Patients are first placed under general anesthesia prior to the onset of the surgery. There is no special headframe that is placed on the patient while they are awake. This procedure is unique as it uses an intraoperative MRI and a special targeting apparatus for placing the deep brain stimulation leads while the patient is fully asleep under general anesthesia.

The entire deep brain stimulation system will be implanted by your neurosurgeon in a single surgery. After the patient is placed under general anesthesia small hole is created in the skull. Leads are placed within the brain using a unique MRI-guided targeting system, which is capable of placing electrodes to specified brain regions with submillimeter accuracy.

During the second phase of the surgery, a battery-powered pulse generator is implanted under the skin of the chest just below the collar bone. A wire that runs under the skin within the neck connects the generator to the existing lead(s) in the brain.
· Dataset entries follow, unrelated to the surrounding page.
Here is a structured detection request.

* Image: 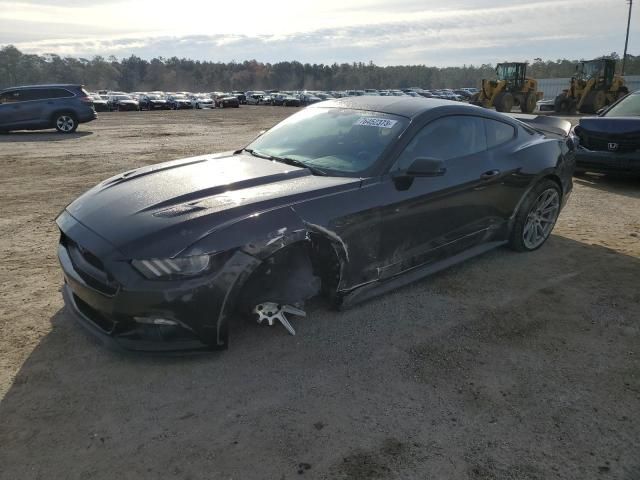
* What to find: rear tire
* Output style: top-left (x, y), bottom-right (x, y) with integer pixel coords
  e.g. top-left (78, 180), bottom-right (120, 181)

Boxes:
top-left (53, 112), bottom-right (78, 133)
top-left (509, 180), bottom-right (562, 252)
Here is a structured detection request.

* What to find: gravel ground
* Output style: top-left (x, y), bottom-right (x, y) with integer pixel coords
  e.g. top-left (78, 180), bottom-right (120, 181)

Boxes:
top-left (0, 107), bottom-right (640, 480)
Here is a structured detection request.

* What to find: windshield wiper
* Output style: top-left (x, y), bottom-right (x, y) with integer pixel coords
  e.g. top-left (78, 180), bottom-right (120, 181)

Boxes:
top-left (271, 156), bottom-right (327, 177)
top-left (242, 148), bottom-right (327, 177)
top-left (241, 148), bottom-right (273, 160)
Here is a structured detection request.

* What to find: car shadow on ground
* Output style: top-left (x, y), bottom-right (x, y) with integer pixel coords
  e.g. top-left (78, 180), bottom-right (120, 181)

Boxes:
top-left (0, 130), bottom-right (93, 143)
top-left (0, 236), bottom-right (640, 480)
top-left (573, 173), bottom-right (640, 198)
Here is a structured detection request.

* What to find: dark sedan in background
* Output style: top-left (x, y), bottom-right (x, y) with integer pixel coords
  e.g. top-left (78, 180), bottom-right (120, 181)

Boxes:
top-left (575, 91), bottom-right (640, 176)
top-left (271, 93), bottom-right (300, 107)
top-left (90, 93), bottom-right (109, 112)
top-left (57, 97), bottom-right (574, 351)
top-left (214, 93), bottom-right (240, 108)
top-left (0, 84), bottom-right (98, 133)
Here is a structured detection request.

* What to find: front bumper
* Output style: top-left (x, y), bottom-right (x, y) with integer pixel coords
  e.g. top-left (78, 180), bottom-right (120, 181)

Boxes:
top-left (576, 147), bottom-right (640, 174)
top-left (57, 212), bottom-right (258, 352)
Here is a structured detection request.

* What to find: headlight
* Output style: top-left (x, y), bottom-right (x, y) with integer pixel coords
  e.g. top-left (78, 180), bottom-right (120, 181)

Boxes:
top-left (131, 255), bottom-right (211, 280)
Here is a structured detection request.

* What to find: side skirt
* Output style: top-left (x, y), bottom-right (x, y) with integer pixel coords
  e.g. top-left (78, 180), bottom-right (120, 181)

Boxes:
top-left (338, 240), bottom-right (507, 310)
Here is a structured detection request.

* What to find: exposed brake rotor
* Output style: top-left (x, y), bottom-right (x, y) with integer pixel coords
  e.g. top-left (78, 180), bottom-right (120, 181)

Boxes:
top-left (253, 302), bottom-right (307, 335)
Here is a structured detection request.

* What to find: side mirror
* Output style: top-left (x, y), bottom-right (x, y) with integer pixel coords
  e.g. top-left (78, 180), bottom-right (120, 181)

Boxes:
top-left (392, 158), bottom-right (447, 190)
top-left (405, 158), bottom-right (447, 177)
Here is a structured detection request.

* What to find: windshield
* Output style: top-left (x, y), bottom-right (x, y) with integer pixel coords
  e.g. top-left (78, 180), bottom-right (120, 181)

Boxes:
top-left (604, 93), bottom-right (640, 117)
top-left (247, 108), bottom-right (408, 176)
About 2 to 4 weeks after surgery, patients will return for a visit to have the pulse generator turned on by a hand-held device and adjusted until symptoms are improved. Several follow-up visits will need to occur in order to modify the stimulation to best relieve symptoms. Regularly scheduled long-term follow-ups will ensure the system is still working properly, and any necessary adjustments to the stimulation can be made at this time.

The entirety of asleep, MRI-guided DBS surgery is performed under general anesthesia. This means that not only will patients will be fully asleep for duration of surgery, they will also be able to take all medications on the morning of the surgery and they are not required to perform various tasks during the surgery.

While there is potential risk involved with DBS, most patients who undergo this treatment option have positive, effective results with mild side effects. Before considering surgery, you may consider a less invasive treatment options such as medication or physical therapy.

Some potential hardware complications may include:

  • Movement of the leads
  • Lead failure
  • Failure of DBS system
  • Pain over pulse generator device
  • Infection around device

Potential surgical complications include:

  • Brain hemorrhage
  • Infection
  • Lack of improvement for certain symptoms
  • Headache
  • Waning mental or emotional status

Other side-effects include:

  • Unintended movements
  • Worsening of balance and speech
  • Numbness and tingling
  • Double vision

*These side effects can be reversed with adjustments of the device

DBS is a surgical treatment option for patients with movement disorders, epilepsy and neuropsychiatric disorders whose symptoms cannot be treated with medication or physical therapy. It offers a chance at a better quality of life for those impacted by various types of neurological conditions.

Unlike other surgical options, DBS doesn’t cause any permanent damage to the brain. The stimulator can be turned off at any time without long-term consequences. Electrical stimulation is also adjustable to the patient’s condition.

Patients typically stay in the hospital 1 to 2 days following the DBS procedure. Your stitches or staples will be removed 10 to 14 days after surgery.

Avoid the surgical area when washing, and only wash your head with a damp cloth. Only use shampoo after your stitches or staples have been removed – and very gently. Do not irritate the surgical area.

Don’t resume light activity until at least two weeks post-surgery. Do not lift more than 5 lbs. for at least two weeks. For heavy activity, wait four to six weeks after surgery. Depending on how strenuous your work is, you may be able to return to work at this time. If you have any questions about activity, call your doctor. You want to give your wound time to heal properly.

Most insurance companies provide coverage for this procedure. Contact your provider directly to check your coverage of deep brain stimulation based on your medical condition.